Output of many key industrial products was up over the same period last year. Vans increased 96.2 per cent to reach 24,200 units, passenger vehicles 78.6 per cent to 39,600 units, and washing machines surged 54.2 per cent to 338,800 units. Other increases included: TVs (34.4 per cent), refrigerators (27 per cent), powdered milk (36.6 per cent), soap (25.5 per cent) and seafood processing (20.8 per cent).
Some other industrial products saw modest growth during the period: electricity rose 13.8 per cent to 42.7 billion kWh, cement 11.8 per cent to 20.8 million tonnes, fertiliser 4.9 per cent to 1.43 million tonnes, and rolled steel by 4.7 per cent to 2.27 million tonnes.
Other industrial products posted a decrease, with crude oil down 6 per cent to 8.56 million tonnes and natural gas down 0.2 per cent to 4.34 billion cu.m.
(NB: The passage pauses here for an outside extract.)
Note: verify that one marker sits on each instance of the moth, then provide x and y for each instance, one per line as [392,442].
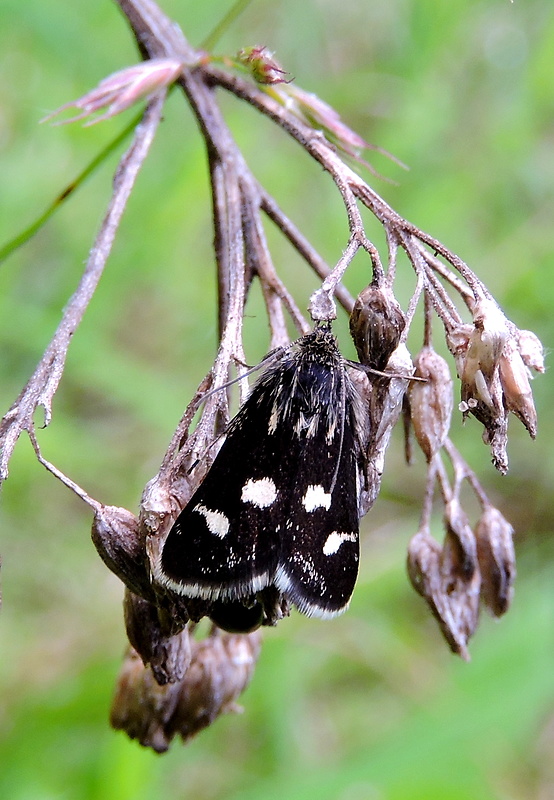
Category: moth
[275,521]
In the first seven months of the year, the value of high-scale industrial production in provinces like Vinh Phuc, Ha Tay, Binh Duong, Hai Duong and Hai Phong City saw high growth, ranging between 18.2 to 30.9 per cent year-on-year.
Economic hubs Ha Noi and HCM City showed minimal increases of 14.7 and 13 per cent respectively, lower than the common industrial output growth of 16.4 per cent.
Slow month
Most overall industrial figures in the first seven months of the year were up, but those in July fell a minimal 1 per cent against June in every sector.
Commenting on this issue, GSO official Quang Ha said, "Prices of input production materials are still climbing, which makes production and consumption more difficult. Enterprises must therefore slow production".
The consumer price index (CPI) in July increased by only 1.13 per cent over the previous month, the lowest rise since early this year, but the CPI in the first seven months of year was up 21.28 per cent year-on-year, which enterprises consider to be a high rate.
Common lending interest rates range from 20 to 21 per cent a year, making it expensive for producers to get bank loans.
Many are worried that production for the rest of the year will suffer as the 31 per cent rise on petrol and oil retail prices will likely impact the CPI and potentially derail Government efforts to curb inflation.
The Ministry of Industry and Trade has set a target of VND674 trillion ($42.12 billion) for the country’s industrial output this year, focusing on the development of competitive products with high added value from sectors including agriculture, forestry and fisheries.
Meanwhile, the total trade deficit in the first seven months hit $15 billion, up 37 per cent from last year. Imports in the first seven months totalled $51.9 billion, up 56.8 per cent year-on-year, while exports rose 37.7 per cent to $36.9 billion.